Face au profil de ces deux jeunes filles dont l'extrême violence virtuelle passée contraste avec l'intense fragilité mise au jour lors des débats, le procès cherchait à démêler la provocation pure des réelles velléités de passage à l'acte, en cette année 2016 particulièrement sous tension. A l'époque, la France se retrouvait frappée par une vague d'attentats isolés, comme à Nice le 14 Juillet, puis avec l'assassinat du prêtre Jacques Hamel à Saint-Etienne-du-Rouvray le 26 juillet. Un climat d'appel au meurtre entretenu par l'assise idéologique de certains leaders, dont Rachid Kassim, un jihadiste roannais parti rejoindre le «Sham» et qui appelait ses disciples à commettre des tueries en masses en France via sa chaîne Telegram «Sabre et Lumière», autour de laquelle les deux jeunes filles gravitaient.

Une menace toujours sérieuse pour l’Europe

Le tribunal a tranché, jugeant les propos des deux jeunes filles ayant prêté allégeance à Daech «très inquiétants», tout en évoquant une attitude en détention préoccupante. En plus de sa peine, le tribunal a demandé cinq années supplémentaire de suivi socio-judiciaire dans le cas de Janna C., ainsi que l'inscription des deux amies au Fichier judiciaire des auteurs d'infractions terroristes. La procureure avait quant à elle requis dix et huit ans à l'encontre de Janna C. et Djelika S., reconnaissant que si elles avaient «trouvé dans le jihadisme-suicide le moyen d'exprimer un mal-être profond», elles n'en étaient pas «moins dangereuses et moins déterminées».
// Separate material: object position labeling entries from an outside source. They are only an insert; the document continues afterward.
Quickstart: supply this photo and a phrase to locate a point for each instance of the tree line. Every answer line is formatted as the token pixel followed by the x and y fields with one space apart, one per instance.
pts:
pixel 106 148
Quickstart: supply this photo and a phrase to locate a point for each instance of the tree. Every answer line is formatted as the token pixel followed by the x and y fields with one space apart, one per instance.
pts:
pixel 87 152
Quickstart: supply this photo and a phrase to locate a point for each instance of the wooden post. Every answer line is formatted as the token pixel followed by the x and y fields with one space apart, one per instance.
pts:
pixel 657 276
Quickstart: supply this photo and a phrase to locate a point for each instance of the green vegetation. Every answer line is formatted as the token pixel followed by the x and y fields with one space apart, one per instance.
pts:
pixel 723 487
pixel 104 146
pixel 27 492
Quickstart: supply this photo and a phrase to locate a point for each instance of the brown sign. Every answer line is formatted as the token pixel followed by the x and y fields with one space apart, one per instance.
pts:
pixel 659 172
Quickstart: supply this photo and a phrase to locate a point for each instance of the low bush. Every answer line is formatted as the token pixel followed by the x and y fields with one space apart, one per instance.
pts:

Ce jugement survient quelques jours après la publication d'un rapport de l'ONU, affirmant que le terrorisme islamiste constitue toujours, malgré les récents revers qu'il a pu subir, une menace sérieuse pour l'Europe. Pour rappel, en France, au moins cinq attentats liés à l'islamisme radical ont été déjoués sur le sol français depuis le début de l'année. Le rapport, fruit d'informations fournies par divers services de renseignements nationaux, alerte notamment sur le flou qui entoure le sort de 30 000 combattants venus de l'étranger gonfler les rangs de Daech, et qui n'ont pas été déclarés morts. «Certains d'entre eux peuvent être amenés à rejoindre Al-Qaeda ou d'autres groupes terroristes qui pourraient émerger. Certains pourront devenir des leaders ou des "radicalisateurs"», note le rapport, qui remarque par ailleurs que les programmes de déradicalisation mis en place dans les pays membres ne se sont «pas révélés entièrement efficace», et attire l'attention sur les phénomènes de radicalisation en prison.